Motivation: Imagine First!

Figures are a crucial tool for exploring your data and communicating what you learn from the data.

Whether you are doing a quick check to assess basic features of a dataset or creating a key figure for an important presentation, the best practice is to work thoughtfully. You already learned about creating graphics by I.C.E.E:

The I.C.E.E. method:

  • Imagine how you want your graph to look, before you
  • Code. Once you have the basic starting point,
  • Evaluate your work, and
  • Elaborate (refine it).

Repeat until the figure is as awesome as it needs to be.

Limiting Your Imagination

There is really no limit to the creative data visualizations you might dream up.

But there is a set of basic, workhorse graphics that statisticians and data scientists use most frequently. What are the common options and how do you choose among them?

The best choice depends on what kind of data you have, and also on what you want to do with it: what question are your trying to answer? What story will you tell?

Goals

Specifically, you will now focus on choosing the right type of visualization for the task at hand.

Note that the graphs shown in this tutorial are over-simplified versions - icons, really - with missing labels, huge titles, and huge data elements. This is intentional, to evoke the look of each plot type rather than to present actual data.

Variable Types

Before designing a graphic, you need some data. Ideally, it will be in a tidy table, with one row per case and one column per variable.

Different plots may be appropriate, depending on whether the variable is:

  • Categorical (either nominal or ordinal) or
  • Quantitative (interval or ratio)
  • Beware categorical variables that are stored using numeric codes: they are still categorical!
  • Note: Variables that take on discrete numeric values can be treated as either, depending mainly on whether there are a lot of possible values (treat like numeric) or few (treat like categorical)
  • Other courses or disciplines may distinguish carefully between ordinal and nominal data. We often won’t, since we don’t learn distinct methods for them, but treat both as categorical.

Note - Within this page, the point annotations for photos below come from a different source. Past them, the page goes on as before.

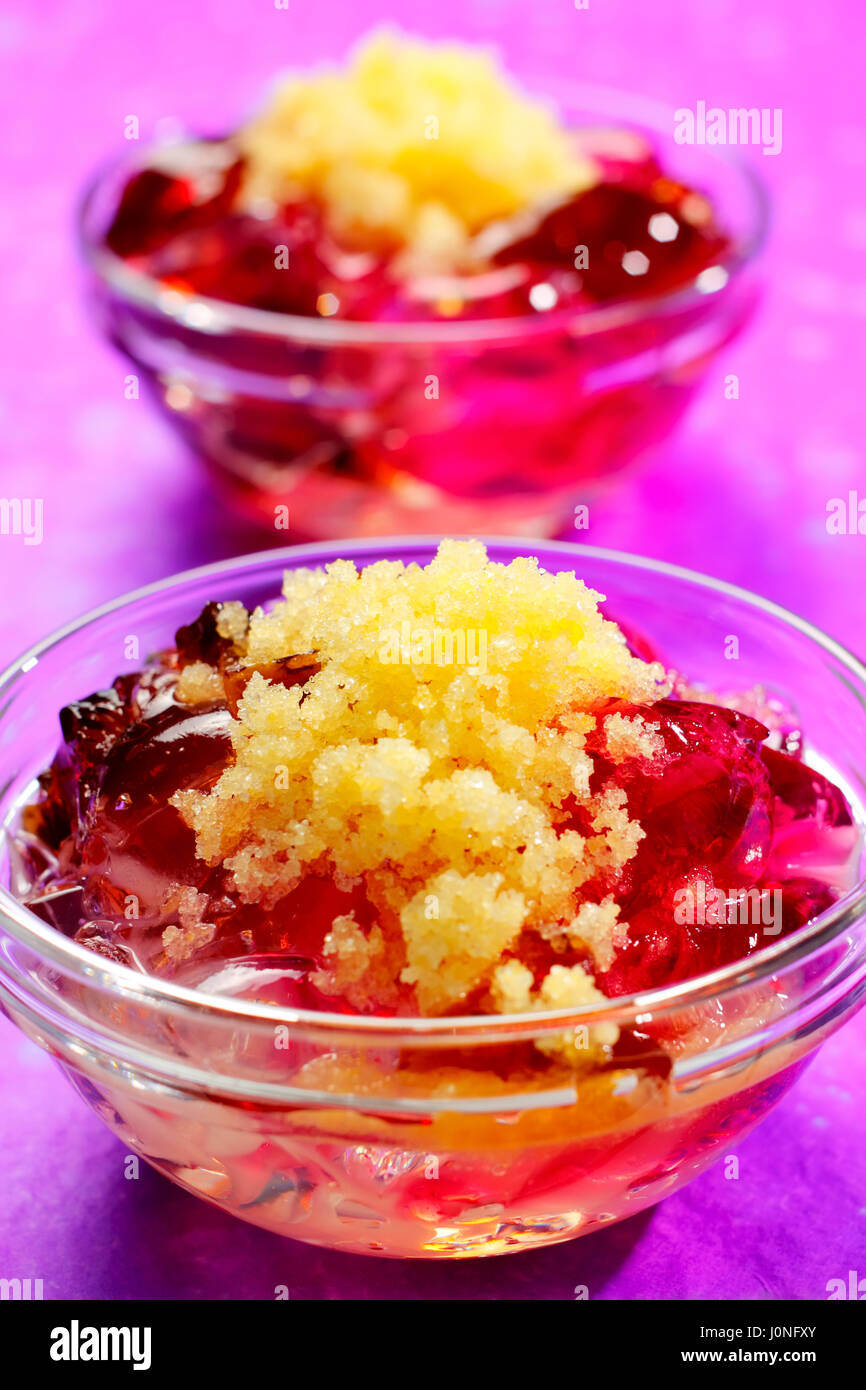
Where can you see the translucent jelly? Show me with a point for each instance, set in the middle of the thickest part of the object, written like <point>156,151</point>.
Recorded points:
<point>583,838</point>
<point>634,232</point>
<point>477,307</point>
<point>410,792</point>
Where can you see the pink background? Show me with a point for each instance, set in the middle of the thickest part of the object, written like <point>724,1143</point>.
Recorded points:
<point>741,492</point>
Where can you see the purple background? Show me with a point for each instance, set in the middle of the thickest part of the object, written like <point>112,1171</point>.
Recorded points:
<point>741,494</point>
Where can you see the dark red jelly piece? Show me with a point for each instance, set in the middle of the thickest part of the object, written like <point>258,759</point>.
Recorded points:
<point>635,242</point>
<point>202,641</point>
<point>288,670</point>
<point>805,792</point>
<point>157,206</point>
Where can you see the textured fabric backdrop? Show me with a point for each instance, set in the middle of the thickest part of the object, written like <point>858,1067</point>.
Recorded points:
<point>741,494</point>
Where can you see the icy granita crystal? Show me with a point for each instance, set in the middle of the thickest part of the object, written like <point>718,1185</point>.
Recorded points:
<point>412,798</point>
<point>428,791</point>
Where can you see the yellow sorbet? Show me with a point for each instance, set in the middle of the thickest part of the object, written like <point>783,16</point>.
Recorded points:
<point>431,758</point>
<point>413,145</point>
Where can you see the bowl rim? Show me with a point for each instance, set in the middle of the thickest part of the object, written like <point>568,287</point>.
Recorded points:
<point>79,962</point>
<point>211,317</point>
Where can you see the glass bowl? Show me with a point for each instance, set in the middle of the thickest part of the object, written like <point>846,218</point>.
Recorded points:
<point>401,1136</point>
<point>332,428</point>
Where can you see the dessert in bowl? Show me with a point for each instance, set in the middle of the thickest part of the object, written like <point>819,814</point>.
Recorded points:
<point>364,303</point>
<point>426,911</point>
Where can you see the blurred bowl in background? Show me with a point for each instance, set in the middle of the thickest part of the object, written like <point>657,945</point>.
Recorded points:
<point>370,427</point>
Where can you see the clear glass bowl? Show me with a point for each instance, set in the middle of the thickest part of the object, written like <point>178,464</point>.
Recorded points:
<point>398,1136</point>
<point>495,424</point>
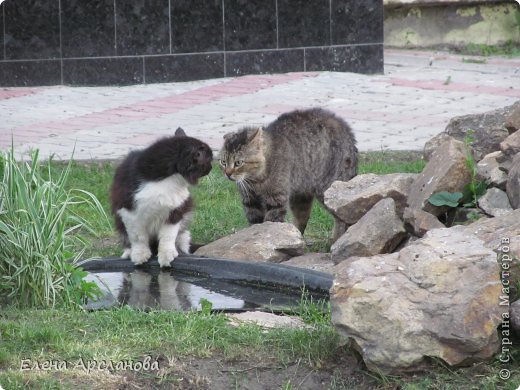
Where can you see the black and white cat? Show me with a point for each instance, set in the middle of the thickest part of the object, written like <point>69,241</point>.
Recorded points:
<point>150,197</point>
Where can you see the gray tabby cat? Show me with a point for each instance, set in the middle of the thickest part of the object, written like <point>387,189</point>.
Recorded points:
<point>291,162</point>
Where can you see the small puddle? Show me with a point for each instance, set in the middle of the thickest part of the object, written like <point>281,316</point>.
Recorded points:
<point>228,285</point>
<point>156,289</point>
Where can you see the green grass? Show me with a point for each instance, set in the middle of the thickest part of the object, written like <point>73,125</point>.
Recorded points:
<point>127,334</point>
<point>39,231</point>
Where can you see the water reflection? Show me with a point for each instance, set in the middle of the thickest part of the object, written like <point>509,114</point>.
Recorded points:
<point>158,290</point>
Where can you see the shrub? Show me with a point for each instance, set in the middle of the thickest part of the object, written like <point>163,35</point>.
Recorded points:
<point>40,240</point>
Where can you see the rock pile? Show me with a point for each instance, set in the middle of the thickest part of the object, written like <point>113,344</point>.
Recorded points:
<point>410,281</point>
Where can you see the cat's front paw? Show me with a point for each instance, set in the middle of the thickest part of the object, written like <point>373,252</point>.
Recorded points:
<point>126,253</point>
<point>140,254</point>
<point>166,256</point>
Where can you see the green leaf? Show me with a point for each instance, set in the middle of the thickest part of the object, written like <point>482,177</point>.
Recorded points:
<point>445,198</point>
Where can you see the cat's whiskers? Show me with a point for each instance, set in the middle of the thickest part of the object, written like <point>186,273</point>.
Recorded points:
<point>245,186</point>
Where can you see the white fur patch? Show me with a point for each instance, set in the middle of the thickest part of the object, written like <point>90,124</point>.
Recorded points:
<point>167,250</point>
<point>153,202</point>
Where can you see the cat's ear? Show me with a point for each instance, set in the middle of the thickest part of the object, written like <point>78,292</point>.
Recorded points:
<point>255,135</point>
<point>180,132</point>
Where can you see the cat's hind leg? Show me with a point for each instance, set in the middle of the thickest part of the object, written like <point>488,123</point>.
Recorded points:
<point>276,207</point>
<point>184,241</point>
<point>139,250</point>
<point>167,251</point>
<point>301,207</point>
<point>253,205</point>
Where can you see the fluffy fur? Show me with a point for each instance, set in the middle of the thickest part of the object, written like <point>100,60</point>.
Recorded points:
<point>289,163</point>
<point>150,197</point>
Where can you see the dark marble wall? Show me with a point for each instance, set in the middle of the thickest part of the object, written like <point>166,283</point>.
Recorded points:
<point>103,42</point>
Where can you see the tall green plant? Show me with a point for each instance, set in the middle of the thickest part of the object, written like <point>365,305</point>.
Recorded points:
<point>39,232</point>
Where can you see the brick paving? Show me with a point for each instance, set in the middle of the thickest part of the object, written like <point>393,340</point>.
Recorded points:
<point>400,110</point>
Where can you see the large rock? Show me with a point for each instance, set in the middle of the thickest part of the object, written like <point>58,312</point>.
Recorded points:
<point>380,230</point>
<point>269,241</point>
<point>495,202</point>
<point>314,261</point>
<point>349,201</point>
<point>446,171</point>
<point>418,222</point>
<point>513,183</point>
<point>487,129</point>
<point>490,170</point>
<point>437,297</point>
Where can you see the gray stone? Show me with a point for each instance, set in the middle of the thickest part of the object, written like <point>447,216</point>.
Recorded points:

The video below gives a concise explanation of the different variable types you need to be able to recognize.

DISTRIBUTIONS

Sometimes, you need a plot that lets you see the distribution of a single variable:

  • What values does it take on?
  • How often does each value occur?

Sometimes these graphs present the answer to a scientific question of interest, but often they are used during exploration or model assessment to better understand a dataset and:

  • Check the data
    • Are there lots of missing values?
    • Are missing values encoded as 999 or -1000 or some other impossible value instead of being marked as “NA”?
  • Verify whether the variable’s distribution matches expectations (for example, symmetry, etc.)

RELATIONSHIPS

Very often, we want to examine relationships between variables, not individual variables’ distributions. This means thinking carefully about what types of variables are in the (potential) relationship, and how we can best show their values graphically.